In short, the US-Iran ‘reset’ is very much a personal project of Rouhani and Obama. 2015 will be their last chance to make it happen.
The second key factor is deteriorating stability in the Middle East. Islamic State’s virulent ideology promotes a near-genocidal antagonism between the region’s Sunni and Shiite populations. As the symbolic protector of the world’s Shiites, Iran must take the threat of ISIS very seriously. Here we can see the age-old adage: ‘the enemy of my enemy is my friend.’ In the fight against ISIS, state collapse, and anarchy in this key region, the United States and Iran have become natural allies. This is the first time since the Revolution that there’s a reason for bilateral cooperation that’s so pronounced that it could feasibly drown out the more dogmatic voices in both countries.
The deadline for a nuclear deal has lapsed and been extended twice now, most recently in November 2014. The current deadline is June 30, 2015, and there have been some signs of progress ahead of January 15, when negotiators from the United States, Russia, China, France, Germany, and Britain will resume talks. Major issues that have yet to be resolved include: Iran’s long-term enrichment capacity (six-party negotiators are seeking a reduction of 50%, Iran counters with 20%); the future status of the underground enrichment facilities at Natanz and Fordo, which are beyond the reach of air strikes; and the future status of the nearly completed heavy water reactor at Arak.

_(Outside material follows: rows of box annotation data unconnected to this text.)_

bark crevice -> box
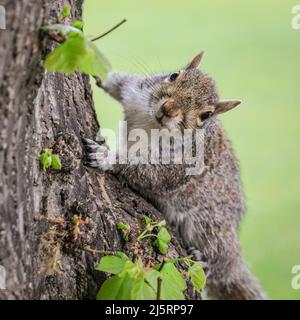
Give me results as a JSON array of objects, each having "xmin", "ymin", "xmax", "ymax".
[{"xmin": 0, "ymin": 0, "xmax": 192, "ymax": 299}]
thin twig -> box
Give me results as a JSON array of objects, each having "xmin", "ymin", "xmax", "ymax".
[
  {"xmin": 91, "ymin": 19, "xmax": 127, "ymax": 41},
  {"xmin": 156, "ymin": 277, "xmax": 162, "ymax": 300},
  {"xmin": 84, "ymin": 246, "xmax": 116, "ymax": 255}
]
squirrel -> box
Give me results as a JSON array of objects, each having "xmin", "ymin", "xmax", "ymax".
[{"xmin": 83, "ymin": 52, "xmax": 266, "ymax": 300}]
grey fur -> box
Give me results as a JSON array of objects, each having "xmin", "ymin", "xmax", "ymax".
[{"xmin": 86, "ymin": 55, "xmax": 265, "ymax": 299}]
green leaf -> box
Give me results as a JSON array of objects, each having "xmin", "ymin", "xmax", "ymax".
[
  {"xmin": 153, "ymin": 227, "xmax": 171, "ymax": 254},
  {"xmin": 131, "ymin": 270, "xmax": 156, "ymax": 300},
  {"xmin": 51, "ymin": 154, "xmax": 62, "ymax": 170},
  {"xmin": 157, "ymin": 227, "xmax": 171, "ymax": 244},
  {"xmin": 155, "ymin": 262, "xmax": 186, "ymax": 300},
  {"xmin": 97, "ymin": 274, "xmax": 132, "ymax": 300},
  {"xmin": 61, "ymin": 3, "xmax": 70, "ymax": 18},
  {"xmin": 71, "ymin": 20, "xmax": 84, "ymax": 30},
  {"xmin": 39, "ymin": 149, "xmax": 52, "ymax": 171},
  {"xmin": 144, "ymin": 216, "xmax": 153, "ymax": 225},
  {"xmin": 116, "ymin": 251, "xmax": 129, "ymax": 262},
  {"xmin": 96, "ymin": 256, "xmax": 131, "ymax": 274},
  {"xmin": 153, "ymin": 239, "xmax": 168, "ymax": 254},
  {"xmin": 188, "ymin": 262, "xmax": 206, "ymax": 292},
  {"xmin": 117, "ymin": 222, "xmax": 130, "ymax": 231},
  {"xmin": 44, "ymin": 32, "xmax": 110, "ymax": 79},
  {"xmin": 97, "ymin": 258, "xmax": 143, "ymax": 300}
]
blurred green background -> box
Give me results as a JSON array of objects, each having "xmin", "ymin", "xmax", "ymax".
[{"xmin": 84, "ymin": 0, "xmax": 300, "ymax": 299}]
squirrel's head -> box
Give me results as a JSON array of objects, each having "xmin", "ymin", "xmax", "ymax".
[{"xmin": 140, "ymin": 52, "xmax": 240, "ymax": 129}]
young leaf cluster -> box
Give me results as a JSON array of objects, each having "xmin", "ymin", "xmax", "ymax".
[
  {"xmin": 42, "ymin": 6, "xmax": 110, "ymax": 78},
  {"xmin": 96, "ymin": 216, "xmax": 206, "ymax": 300},
  {"xmin": 39, "ymin": 149, "xmax": 62, "ymax": 171}
]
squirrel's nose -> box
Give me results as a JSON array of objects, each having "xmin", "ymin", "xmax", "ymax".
[{"xmin": 161, "ymin": 99, "xmax": 180, "ymax": 118}]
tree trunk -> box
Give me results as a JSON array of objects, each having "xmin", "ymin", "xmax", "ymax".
[{"xmin": 0, "ymin": 0, "xmax": 192, "ymax": 299}]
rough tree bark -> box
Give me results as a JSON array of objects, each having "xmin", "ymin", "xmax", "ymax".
[{"xmin": 0, "ymin": 0, "xmax": 192, "ymax": 299}]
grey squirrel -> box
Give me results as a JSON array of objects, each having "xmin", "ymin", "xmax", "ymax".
[{"xmin": 84, "ymin": 52, "xmax": 266, "ymax": 299}]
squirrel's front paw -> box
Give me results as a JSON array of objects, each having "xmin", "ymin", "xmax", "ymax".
[{"xmin": 82, "ymin": 138, "xmax": 113, "ymax": 171}]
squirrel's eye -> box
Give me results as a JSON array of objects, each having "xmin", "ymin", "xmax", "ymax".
[
  {"xmin": 169, "ymin": 72, "xmax": 179, "ymax": 82},
  {"xmin": 200, "ymin": 111, "xmax": 213, "ymax": 121}
]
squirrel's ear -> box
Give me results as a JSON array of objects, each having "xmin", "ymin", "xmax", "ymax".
[
  {"xmin": 215, "ymin": 100, "xmax": 241, "ymax": 113},
  {"xmin": 185, "ymin": 51, "xmax": 204, "ymax": 70}
]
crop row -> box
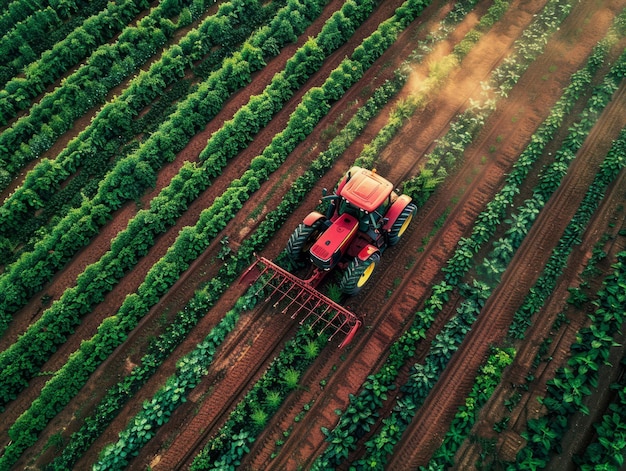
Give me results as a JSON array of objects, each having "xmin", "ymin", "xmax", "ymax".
[
  {"xmin": 312, "ymin": 7, "xmax": 620, "ymax": 468},
  {"xmin": 0, "ymin": 0, "xmax": 324, "ymax": 331},
  {"xmin": 0, "ymin": 0, "xmax": 150, "ymax": 100},
  {"xmin": 45, "ymin": 72, "xmax": 404, "ymax": 469},
  {"xmin": 86, "ymin": 3, "xmax": 434, "ymax": 469},
  {"xmin": 0, "ymin": 0, "xmax": 79, "ymax": 36},
  {"xmin": 4, "ymin": 0, "xmax": 406, "ymax": 464},
  {"xmin": 0, "ymin": 1, "xmax": 288, "ymax": 263},
  {"xmin": 0, "ymin": 0, "xmax": 360, "ymax": 401},
  {"xmin": 0, "ymin": 2, "xmax": 197, "ymax": 186},
  {"xmin": 419, "ymin": 347, "xmax": 515, "ymax": 471},
  {"xmin": 348, "ymin": 34, "xmax": 626, "ymax": 466},
  {"xmin": 574, "ymin": 358, "xmax": 626, "ymax": 471},
  {"xmin": 510, "ymin": 130, "xmax": 626, "ymax": 466}
]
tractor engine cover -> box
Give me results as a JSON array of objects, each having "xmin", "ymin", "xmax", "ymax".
[{"xmin": 310, "ymin": 214, "xmax": 359, "ymax": 271}]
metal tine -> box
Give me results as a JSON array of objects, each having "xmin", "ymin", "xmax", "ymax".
[
  {"xmin": 328, "ymin": 311, "xmax": 348, "ymax": 335},
  {"xmin": 311, "ymin": 306, "xmax": 330, "ymax": 331},
  {"xmin": 291, "ymin": 292, "xmax": 314, "ymax": 319},
  {"xmin": 274, "ymin": 283, "xmax": 304, "ymax": 314},
  {"xmin": 265, "ymin": 272, "xmax": 289, "ymax": 307},
  {"xmin": 254, "ymin": 267, "xmax": 277, "ymax": 296},
  {"xmin": 300, "ymin": 299, "xmax": 330, "ymax": 327},
  {"xmin": 320, "ymin": 312, "xmax": 348, "ymax": 342}
]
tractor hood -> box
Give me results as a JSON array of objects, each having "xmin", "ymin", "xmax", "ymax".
[
  {"xmin": 340, "ymin": 167, "xmax": 393, "ymax": 213},
  {"xmin": 310, "ymin": 214, "xmax": 359, "ymax": 270}
]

Washington maintains that increased cooperation and a more complete ‘rehabilitation’ of Iran cannot proceed without a comprehensive deal on the country’s nuclear program.
While the prospects for US-Iranian rapprochement are better than they have been in decades, it must be said that they are still bad on the whole. Powerful blocs opposing the move exist in both countries, and certain outside players are committed to Washington and Tehran remaining sworn enemies. Saudi Arabia for one would have a lot to lose from any rapprochement, and the Saudi government will do what it can to avoid one, whether by putting itself forward as a viable solution in the struggle against Islamic State or silently acquiescing to a measure of US influence in the most powerful oil cartel in the world.

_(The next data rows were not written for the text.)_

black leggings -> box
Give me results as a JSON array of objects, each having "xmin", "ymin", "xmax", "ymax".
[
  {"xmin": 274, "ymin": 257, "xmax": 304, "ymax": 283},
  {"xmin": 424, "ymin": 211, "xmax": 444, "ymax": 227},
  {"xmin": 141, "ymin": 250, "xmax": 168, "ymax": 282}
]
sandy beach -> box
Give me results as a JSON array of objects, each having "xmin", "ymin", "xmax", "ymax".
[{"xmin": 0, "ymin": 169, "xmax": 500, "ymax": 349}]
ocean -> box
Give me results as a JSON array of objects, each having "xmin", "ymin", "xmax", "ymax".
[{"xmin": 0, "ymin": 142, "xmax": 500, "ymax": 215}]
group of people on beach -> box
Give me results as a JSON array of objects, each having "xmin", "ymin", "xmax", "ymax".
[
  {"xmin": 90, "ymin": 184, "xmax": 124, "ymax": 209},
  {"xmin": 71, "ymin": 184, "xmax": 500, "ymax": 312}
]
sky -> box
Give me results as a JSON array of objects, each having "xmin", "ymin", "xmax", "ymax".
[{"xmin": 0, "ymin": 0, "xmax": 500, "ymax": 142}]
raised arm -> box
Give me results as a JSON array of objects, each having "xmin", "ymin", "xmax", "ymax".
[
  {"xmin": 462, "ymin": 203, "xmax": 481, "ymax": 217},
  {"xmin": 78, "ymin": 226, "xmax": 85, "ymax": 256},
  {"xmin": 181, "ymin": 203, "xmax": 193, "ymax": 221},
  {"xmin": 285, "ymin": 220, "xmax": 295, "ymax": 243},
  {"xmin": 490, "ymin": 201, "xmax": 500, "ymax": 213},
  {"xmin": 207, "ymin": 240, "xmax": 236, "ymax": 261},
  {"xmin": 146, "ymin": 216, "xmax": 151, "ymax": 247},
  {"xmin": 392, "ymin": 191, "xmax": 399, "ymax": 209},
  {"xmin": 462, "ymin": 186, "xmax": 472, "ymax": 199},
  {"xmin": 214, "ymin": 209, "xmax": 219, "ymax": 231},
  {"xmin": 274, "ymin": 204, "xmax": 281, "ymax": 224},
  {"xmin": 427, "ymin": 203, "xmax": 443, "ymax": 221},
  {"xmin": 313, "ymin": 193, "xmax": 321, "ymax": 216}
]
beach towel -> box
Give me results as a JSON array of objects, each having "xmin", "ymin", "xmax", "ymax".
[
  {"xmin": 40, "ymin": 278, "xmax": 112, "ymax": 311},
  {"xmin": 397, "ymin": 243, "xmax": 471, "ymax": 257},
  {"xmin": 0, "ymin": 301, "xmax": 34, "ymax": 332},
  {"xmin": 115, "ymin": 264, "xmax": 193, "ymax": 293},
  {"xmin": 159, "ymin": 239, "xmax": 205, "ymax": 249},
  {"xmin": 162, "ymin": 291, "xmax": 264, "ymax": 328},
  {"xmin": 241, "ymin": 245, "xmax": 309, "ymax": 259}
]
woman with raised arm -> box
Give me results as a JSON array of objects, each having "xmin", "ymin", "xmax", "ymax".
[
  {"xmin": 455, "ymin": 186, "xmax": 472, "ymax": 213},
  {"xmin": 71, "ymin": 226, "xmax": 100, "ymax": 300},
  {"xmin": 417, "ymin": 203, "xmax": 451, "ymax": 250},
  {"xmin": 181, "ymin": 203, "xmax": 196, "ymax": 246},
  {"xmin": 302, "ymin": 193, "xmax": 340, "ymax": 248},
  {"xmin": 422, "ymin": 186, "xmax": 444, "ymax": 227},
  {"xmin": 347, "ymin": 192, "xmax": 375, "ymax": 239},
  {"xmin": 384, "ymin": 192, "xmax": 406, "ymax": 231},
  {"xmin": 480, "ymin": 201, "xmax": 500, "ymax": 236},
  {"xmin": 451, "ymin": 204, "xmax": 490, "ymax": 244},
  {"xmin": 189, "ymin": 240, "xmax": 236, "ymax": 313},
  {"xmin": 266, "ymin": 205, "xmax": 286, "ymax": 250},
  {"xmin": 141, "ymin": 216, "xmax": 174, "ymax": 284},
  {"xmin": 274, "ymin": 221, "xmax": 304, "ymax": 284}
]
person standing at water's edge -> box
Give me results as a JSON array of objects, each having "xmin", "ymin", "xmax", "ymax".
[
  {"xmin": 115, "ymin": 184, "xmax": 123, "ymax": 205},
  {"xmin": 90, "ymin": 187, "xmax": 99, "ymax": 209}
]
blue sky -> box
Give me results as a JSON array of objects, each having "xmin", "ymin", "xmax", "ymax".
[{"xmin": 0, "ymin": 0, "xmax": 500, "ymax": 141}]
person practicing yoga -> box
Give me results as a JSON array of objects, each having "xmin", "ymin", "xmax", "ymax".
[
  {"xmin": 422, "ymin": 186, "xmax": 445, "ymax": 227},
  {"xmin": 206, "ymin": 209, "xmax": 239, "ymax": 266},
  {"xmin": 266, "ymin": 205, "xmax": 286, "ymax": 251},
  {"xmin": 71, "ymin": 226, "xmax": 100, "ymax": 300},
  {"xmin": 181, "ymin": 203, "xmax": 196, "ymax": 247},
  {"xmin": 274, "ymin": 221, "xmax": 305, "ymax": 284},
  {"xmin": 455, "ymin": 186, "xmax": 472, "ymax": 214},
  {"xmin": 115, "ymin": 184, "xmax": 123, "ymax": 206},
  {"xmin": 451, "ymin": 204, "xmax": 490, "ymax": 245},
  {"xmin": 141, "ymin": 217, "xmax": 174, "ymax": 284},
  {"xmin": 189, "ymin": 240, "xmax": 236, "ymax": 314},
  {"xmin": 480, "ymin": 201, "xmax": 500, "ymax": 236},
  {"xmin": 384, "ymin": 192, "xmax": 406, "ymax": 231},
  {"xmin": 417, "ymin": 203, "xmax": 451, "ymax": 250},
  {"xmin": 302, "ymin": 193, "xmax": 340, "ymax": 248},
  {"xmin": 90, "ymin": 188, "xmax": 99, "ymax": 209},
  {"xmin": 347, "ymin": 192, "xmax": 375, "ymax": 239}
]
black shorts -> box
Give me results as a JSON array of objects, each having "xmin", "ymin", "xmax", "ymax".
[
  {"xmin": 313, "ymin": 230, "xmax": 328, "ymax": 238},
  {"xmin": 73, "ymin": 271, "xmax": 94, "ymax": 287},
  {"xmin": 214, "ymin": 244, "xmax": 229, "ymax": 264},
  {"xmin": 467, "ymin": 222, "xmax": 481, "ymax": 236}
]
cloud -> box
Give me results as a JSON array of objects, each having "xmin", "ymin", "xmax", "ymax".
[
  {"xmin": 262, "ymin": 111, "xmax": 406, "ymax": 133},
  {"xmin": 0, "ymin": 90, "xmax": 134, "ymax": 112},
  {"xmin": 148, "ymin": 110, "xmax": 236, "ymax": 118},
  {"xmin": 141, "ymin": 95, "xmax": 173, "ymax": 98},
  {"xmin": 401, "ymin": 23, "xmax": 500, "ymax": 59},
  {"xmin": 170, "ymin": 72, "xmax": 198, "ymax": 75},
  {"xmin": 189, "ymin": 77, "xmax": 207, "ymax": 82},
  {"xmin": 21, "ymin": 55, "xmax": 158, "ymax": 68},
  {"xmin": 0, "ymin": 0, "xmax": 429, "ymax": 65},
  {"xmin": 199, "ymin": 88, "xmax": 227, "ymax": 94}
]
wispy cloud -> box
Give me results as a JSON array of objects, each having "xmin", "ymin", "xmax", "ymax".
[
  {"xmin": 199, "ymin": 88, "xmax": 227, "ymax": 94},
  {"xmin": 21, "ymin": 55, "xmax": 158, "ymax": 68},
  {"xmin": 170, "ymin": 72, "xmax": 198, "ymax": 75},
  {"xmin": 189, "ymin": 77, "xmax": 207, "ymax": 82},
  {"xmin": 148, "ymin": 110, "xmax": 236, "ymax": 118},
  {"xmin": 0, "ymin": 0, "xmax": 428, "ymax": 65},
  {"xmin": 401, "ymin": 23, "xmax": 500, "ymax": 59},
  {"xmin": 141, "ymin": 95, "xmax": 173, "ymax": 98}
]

There are two key issues to watch in the year ahead. First off, expect Iran to make an early push for a deal – something we may already be seeing in recent rumors that Tehran has accepted the export of fissile material to Russia. Iranian negotiators are doubtlessly aware that President Obama is hurling closer to total irrelevance with every passing day. If there’s any hope of agreeing on a deal and having it stick, then time is of the essence. In this the next deadline for June is most likely the true deadline.

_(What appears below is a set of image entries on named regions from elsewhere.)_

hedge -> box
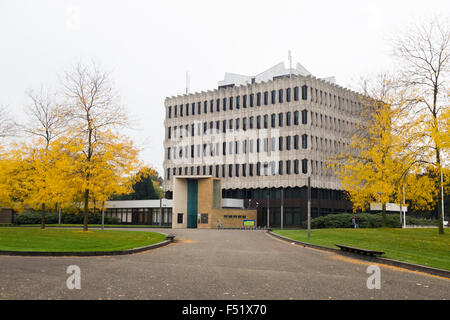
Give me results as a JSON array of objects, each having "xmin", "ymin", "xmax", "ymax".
[
  {"xmin": 311, "ymin": 213, "xmax": 437, "ymax": 229},
  {"xmin": 15, "ymin": 211, "xmax": 120, "ymax": 224}
]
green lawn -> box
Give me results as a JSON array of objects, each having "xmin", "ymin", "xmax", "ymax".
[
  {"xmin": 17, "ymin": 223, "xmax": 170, "ymax": 228},
  {"xmin": 0, "ymin": 227, "xmax": 166, "ymax": 252},
  {"xmin": 274, "ymin": 228, "xmax": 450, "ymax": 270}
]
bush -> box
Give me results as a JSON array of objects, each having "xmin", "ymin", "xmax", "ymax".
[
  {"xmin": 15, "ymin": 211, "xmax": 120, "ymax": 224},
  {"xmin": 311, "ymin": 213, "xmax": 437, "ymax": 229}
]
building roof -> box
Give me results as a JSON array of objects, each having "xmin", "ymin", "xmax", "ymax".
[{"xmin": 218, "ymin": 62, "xmax": 335, "ymax": 88}]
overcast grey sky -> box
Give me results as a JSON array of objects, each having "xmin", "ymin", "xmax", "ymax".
[{"xmin": 0, "ymin": 0, "xmax": 450, "ymax": 174}]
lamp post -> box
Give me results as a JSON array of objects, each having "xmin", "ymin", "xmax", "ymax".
[
  {"xmin": 102, "ymin": 201, "xmax": 105, "ymax": 230},
  {"xmin": 308, "ymin": 176, "xmax": 311, "ymax": 238},
  {"xmin": 267, "ymin": 189, "xmax": 270, "ymax": 229},
  {"xmin": 441, "ymin": 166, "xmax": 445, "ymax": 226}
]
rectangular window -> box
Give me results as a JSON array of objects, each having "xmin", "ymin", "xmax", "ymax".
[
  {"xmin": 294, "ymin": 159, "xmax": 298, "ymax": 174},
  {"xmin": 302, "ymin": 84, "xmax": 308, "ymax": 100},
  {"xmin": 294, "ymin": 135, "xmax": 298, "ymax": 150},
  {"xmin": 302, "ymin": 134, "xmax": 308, "ymax": 149},
  {"xmin": 302, "ymin": 109, "xmax": 308, "ymax": 124},
  {"xmin": 302, "ymin": 159, "xmax": 308, "ymax": 174},
  {"xmin": 294, "ymin": 111, "xmax": 299, "ymax": 126},
  {"xmin": 278, "ymin": 160, "xmax": 283, "ymax": 175},
  {"xmin": 200, "ymin": 213, "xmax": 208, "ymax": 224}
]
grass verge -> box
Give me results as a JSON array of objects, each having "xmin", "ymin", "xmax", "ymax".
[{"xmin": 0, "ymin": 227, "xmax": 166, "ymax": 252}]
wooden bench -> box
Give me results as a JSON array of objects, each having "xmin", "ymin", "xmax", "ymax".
[
  {"xmin": 166, "ymin": 234, "xmax": 175, "ymax": 242},
  {"xmin": 335, "ymin": 244, "xmax": 384, "ymax": 257}
]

Secondly, events on the ground in the war against ISIS will have a direct impact on US-Iranian relations, or lack thereof. Washington may have dug in its heels and stonewalled long-time Iran ally al-Assad in the fight against ISIS (apparently the ‘enemy of my enemy’ maxim does not always hold), but if Syrian government forces gain the upper hand in the civil war next year, the US administration may find it has no option but begrudgingly accept the existence of the Assad regime much like before the Arab Awakening broke out. The result would be a net benefit for the US-Iran relationship, as it would eliminate one of the major disputes between the two countries: the question of whether Assad should stay or go. Similarly, if the anarchy continues to thicken along the Syria-Iraq border and the combination of Iraqi government forces and US coalition air strikes proves ineffective, Iran will become an appealing partner; not an ideal one by any means, but one that might be able to stabilize a dangerous situation without another long, quixotic, and costly US military deployment.